I won the lottery in having an amazing sister, fourteen years my junior, who brought light into a world where I had found so little. In some ways, my sister was the driving force of turning my life around - she taught me simple pleasures that only children know, bubbles in the bath, silly songs from preschool, loving and depending on family without hesitation. That black-haired, purple-eyed infant, once so alien to me, became one of my greatest joys. If that isn't winning the lottery, I don't know what is.

I was a winner, too, in getting treatment for my bipolar disorder. Though it is still a struggle sometimes, I have a support system in my family and my doctor - something not everyone is lucky enough to have. I live a mostly normal life, a life I choose to live through writing and housework and cooking and love. Good luck, most certainly, and hard work, is this business of being healthy.

So why do I buy lottery tickets? Why should I want anything other, anything more?

When I was young, Mom and I used to play the lottery game. We'd buy the tickets and then plan what we would do with the money - a house with a yard and a treehouse out back was a dream we held on to as my mother did her best to raise me and feed me, clothe me, house me. The lottery game was an outlet for the desires made difficult by our financial situation.

There's something in me which will never get over those parts of my childhood touched by having too many dreams and too little money.

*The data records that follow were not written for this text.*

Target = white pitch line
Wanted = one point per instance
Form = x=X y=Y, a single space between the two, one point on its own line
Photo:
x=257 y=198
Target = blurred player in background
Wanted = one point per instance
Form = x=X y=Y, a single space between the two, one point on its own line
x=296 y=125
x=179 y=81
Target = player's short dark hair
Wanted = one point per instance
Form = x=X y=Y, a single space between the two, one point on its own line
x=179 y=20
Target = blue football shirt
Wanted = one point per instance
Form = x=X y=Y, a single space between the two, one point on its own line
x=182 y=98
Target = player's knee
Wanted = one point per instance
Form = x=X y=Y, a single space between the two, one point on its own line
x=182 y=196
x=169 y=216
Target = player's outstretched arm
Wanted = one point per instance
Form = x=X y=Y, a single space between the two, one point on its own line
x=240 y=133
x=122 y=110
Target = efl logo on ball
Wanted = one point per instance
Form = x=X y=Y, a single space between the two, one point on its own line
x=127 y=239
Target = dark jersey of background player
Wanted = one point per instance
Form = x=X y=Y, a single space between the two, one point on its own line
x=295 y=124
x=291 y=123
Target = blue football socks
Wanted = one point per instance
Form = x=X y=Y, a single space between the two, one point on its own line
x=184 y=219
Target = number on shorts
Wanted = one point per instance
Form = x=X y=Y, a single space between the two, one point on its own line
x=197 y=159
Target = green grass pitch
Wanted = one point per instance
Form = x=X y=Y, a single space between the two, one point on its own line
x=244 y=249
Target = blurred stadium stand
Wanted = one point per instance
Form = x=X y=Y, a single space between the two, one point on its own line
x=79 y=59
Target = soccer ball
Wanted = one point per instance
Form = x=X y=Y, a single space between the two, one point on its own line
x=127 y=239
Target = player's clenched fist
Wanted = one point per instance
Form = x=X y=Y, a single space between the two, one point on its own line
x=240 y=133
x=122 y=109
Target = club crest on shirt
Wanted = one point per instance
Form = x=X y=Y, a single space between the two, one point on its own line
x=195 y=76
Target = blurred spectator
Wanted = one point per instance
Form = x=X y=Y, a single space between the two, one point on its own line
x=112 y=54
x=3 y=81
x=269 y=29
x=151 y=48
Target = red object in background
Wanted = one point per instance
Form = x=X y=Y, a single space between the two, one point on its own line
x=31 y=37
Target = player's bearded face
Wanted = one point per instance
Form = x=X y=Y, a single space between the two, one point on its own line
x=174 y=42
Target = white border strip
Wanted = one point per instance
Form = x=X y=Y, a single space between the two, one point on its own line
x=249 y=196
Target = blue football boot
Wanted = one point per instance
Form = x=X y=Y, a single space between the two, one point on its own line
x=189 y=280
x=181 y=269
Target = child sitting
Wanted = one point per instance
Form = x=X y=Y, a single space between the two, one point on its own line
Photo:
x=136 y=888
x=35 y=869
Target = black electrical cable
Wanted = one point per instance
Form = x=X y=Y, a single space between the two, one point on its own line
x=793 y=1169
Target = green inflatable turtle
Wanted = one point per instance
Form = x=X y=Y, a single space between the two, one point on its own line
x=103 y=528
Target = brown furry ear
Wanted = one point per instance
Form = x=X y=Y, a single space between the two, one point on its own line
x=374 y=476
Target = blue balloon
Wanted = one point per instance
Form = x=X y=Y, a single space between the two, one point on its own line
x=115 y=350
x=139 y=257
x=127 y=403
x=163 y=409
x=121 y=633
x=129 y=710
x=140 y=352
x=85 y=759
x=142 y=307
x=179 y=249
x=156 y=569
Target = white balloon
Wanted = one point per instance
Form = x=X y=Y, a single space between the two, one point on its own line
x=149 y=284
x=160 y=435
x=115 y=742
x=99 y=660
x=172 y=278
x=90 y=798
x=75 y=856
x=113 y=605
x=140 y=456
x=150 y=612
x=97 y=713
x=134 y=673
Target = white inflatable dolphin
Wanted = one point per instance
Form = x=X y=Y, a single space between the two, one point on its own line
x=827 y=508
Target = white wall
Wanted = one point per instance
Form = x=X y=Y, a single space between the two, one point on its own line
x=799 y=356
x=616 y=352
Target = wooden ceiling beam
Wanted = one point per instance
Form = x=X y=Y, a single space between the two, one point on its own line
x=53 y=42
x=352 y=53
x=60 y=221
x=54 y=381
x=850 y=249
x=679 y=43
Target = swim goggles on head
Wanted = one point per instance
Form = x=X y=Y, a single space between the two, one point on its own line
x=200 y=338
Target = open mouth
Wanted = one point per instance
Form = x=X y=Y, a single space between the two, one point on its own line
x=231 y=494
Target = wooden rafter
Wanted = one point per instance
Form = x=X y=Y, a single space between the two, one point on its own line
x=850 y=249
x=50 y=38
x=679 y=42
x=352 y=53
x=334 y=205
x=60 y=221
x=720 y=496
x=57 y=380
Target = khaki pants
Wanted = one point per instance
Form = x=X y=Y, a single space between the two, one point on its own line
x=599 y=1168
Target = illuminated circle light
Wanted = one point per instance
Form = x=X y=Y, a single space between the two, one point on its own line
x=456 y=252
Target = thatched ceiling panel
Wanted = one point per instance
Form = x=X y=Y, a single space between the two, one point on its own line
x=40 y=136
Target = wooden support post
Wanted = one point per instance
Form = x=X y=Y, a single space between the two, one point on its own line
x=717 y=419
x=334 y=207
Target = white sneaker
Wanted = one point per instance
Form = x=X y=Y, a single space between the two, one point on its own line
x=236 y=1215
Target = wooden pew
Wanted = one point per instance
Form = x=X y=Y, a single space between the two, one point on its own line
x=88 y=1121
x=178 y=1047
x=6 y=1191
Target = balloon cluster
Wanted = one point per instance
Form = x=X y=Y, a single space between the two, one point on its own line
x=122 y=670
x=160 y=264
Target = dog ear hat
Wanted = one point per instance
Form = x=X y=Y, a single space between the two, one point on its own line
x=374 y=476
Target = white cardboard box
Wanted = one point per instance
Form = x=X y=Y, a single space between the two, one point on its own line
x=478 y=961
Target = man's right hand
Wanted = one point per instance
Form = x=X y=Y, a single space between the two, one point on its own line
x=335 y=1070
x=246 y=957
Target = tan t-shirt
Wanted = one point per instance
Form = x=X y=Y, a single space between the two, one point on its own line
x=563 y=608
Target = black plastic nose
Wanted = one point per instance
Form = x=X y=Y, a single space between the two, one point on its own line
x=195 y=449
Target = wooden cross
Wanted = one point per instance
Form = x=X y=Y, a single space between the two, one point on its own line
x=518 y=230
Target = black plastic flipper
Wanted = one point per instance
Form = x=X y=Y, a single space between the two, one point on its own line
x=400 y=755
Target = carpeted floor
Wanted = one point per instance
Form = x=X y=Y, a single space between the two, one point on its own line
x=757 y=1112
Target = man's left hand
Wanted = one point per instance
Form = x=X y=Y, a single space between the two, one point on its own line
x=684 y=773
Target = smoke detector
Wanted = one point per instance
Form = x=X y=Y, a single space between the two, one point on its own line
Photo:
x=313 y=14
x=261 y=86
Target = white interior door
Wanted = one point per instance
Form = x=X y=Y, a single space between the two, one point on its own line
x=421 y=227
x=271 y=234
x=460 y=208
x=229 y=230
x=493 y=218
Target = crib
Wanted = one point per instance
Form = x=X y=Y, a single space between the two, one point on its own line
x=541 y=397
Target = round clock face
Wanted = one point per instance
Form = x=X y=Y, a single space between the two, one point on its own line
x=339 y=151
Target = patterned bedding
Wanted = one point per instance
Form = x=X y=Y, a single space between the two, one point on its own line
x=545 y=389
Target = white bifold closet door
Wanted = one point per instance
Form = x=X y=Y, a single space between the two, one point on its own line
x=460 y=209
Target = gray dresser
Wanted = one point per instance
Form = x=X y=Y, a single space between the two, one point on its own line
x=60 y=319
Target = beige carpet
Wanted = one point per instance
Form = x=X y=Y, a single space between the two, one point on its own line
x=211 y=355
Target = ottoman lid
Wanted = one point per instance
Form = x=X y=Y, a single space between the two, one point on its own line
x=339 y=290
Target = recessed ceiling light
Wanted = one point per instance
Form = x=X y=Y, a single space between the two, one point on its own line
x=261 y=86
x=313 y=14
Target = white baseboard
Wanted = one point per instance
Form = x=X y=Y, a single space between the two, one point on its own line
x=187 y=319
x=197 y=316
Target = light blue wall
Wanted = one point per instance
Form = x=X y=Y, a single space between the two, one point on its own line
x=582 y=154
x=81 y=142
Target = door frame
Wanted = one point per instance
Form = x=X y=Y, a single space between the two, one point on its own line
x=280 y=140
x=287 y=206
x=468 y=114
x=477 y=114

I'm not trying to be negative about the way my mother raised me - not at all. She magnificently succeeded at taking care of a growing girl, providing me with a capacity for enjoyment wholly unsullied by our lack of wealth. She gave me a place in her faith, and though she was singing in the choir at church rather than sitting beside me in the pews, I always felt a sense of wonder as she shared her belief in a compassionate God. We spent summers going to concerts, having picnics, and we spent winters sledding, building snowmen, mixing ice and sugar to make snow candy and ice cream. Mostly, she provided me with love. Though money was tight, that love was another way in which I won the lottery.

My life was and is full of love - my stepmother was a blessing, my stepfather a stroke of luck too good to believe. I didn't go wanting when it came to affection - from all four of my parents, from my grandparents, from family friends.

Six dollars a week, now, go towards the lottery. What am I looking for that I don't already have?

Most people probably don't think about the lotto in these terms - I can see it being a whim, a hint of delight at the possibility (but without any expectations). I can also see the lottery as someone's last chance at finally having enough on which to get by. But for me, both of those impulses are inextricably caught up with those days when Mom and I planned our treehouse. It's a legacy of not quite having enough that I can't seem to shake.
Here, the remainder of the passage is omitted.